You’ve probably heard the old saying “The squeaky wheel gets the grease.” It basically means that the loudest wheel (or in the case of a business, employee) will be given the most maintenance (or in this case, attention). While heeding this instruction may serve you well if you’re working on a bicycle, it could actually hurt your company’s benefits program. Why is this? The answer is simply because the desires of your most vocal employees aren’t always representative of the rest of your workforce.
The Danger of Misconception
If your employee benefits package is full of offerings the majority of your team doesn’t want, participation rates will suffer. The healthiest among them may not sign up for your health insurance plan, resulting in a smaller group (of potentially unhealthy workers) and driving up costs for your entire organization. They may opt out of supplemental benefits—such as life insurance—and increase the cost per participant of providing those opportunities. Even worse, unwanted benefits don’t enhance engagement. They do nothing to improve productivity or reduce employee turnover.

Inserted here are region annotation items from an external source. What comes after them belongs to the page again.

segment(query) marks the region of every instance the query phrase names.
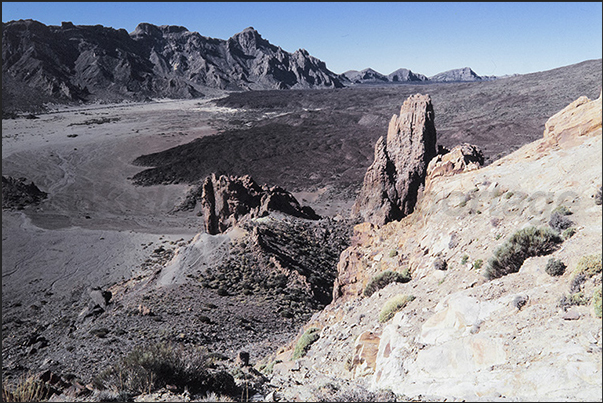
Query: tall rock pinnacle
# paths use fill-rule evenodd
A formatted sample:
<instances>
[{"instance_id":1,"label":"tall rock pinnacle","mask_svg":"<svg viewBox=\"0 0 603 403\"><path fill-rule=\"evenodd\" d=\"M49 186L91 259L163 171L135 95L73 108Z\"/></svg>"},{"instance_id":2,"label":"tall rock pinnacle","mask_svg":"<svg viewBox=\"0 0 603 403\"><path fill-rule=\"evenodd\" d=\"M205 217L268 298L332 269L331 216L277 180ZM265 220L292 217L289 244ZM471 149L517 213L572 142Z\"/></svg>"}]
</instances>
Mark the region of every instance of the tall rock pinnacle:
<instances>
[{"instance_id":1,"label":"tall rock pinnacle","mask_svg":"<svg viewBox=\"0 0 603 403\"><path fill-rule=\"evenodd\" d=\"M352 216L384 225L412 213L435 157L436 130L429 95L410 96L389 122L387 139L375 145L375 160L367 169Z\"/></svg>"}]
</instances>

Fortunately, there are ways you can reach out to your workforce—including those who rarely speak their mind—and find out what benefits really matter to the majority of your staff.
Start With a Survey
You can use free or low-cost software such as SurveyMonkey to get a baseline reading on your employees’ opinions of your current benefits package. Basic questions you might want to ask include:
- On a scale of one to five, with one being the worst and five being the best, how would you rate the benefits package at Company XYZ?
- Given your personal situation, how would you rank the benefits provided within the package from least to most important? (Provide list of current benefits.)
- What other benefits should Company XYZ offer?
- Do you know how to sign up for benefits at Company XYZ?
- How can Company XYZ make it easier for you to sign up for or utilize your benefits?
You can require employees to complete the survey or incentivize their participation by offering a prize. Make sure your workforce knows that the responses will remain confidential and anonymous.
Consider Potential Changes
If your employees indicate they are overwhelmingly satisfied with their benefits package, then congratulations! If not, it’s time to consider potential changes based on their responses. Enlist the assistance of your benefits advisor to investigate your options. You may want to choose a new employer-sponsored health insurance plan, replace less popular voluntary insurance with new options, or add a few supplemental benefits such as a workplace wellness program or group gym membership.
Make an Announcement
Whether you’ve made changes to your benefits package or are sticking with the status quo, you need to communicate the results of the evaluation to your workforce. Statistics show that most people need to receive a message seven times before they take action. Over the course of a few weeks, use a mix of mediums to announce company benefits information. Options include paycheck envelope stuffers, bathroom and break room posters, email announcements and group meetings with your benefits plan administrator. Contact your benefits advisor for additional suggestions.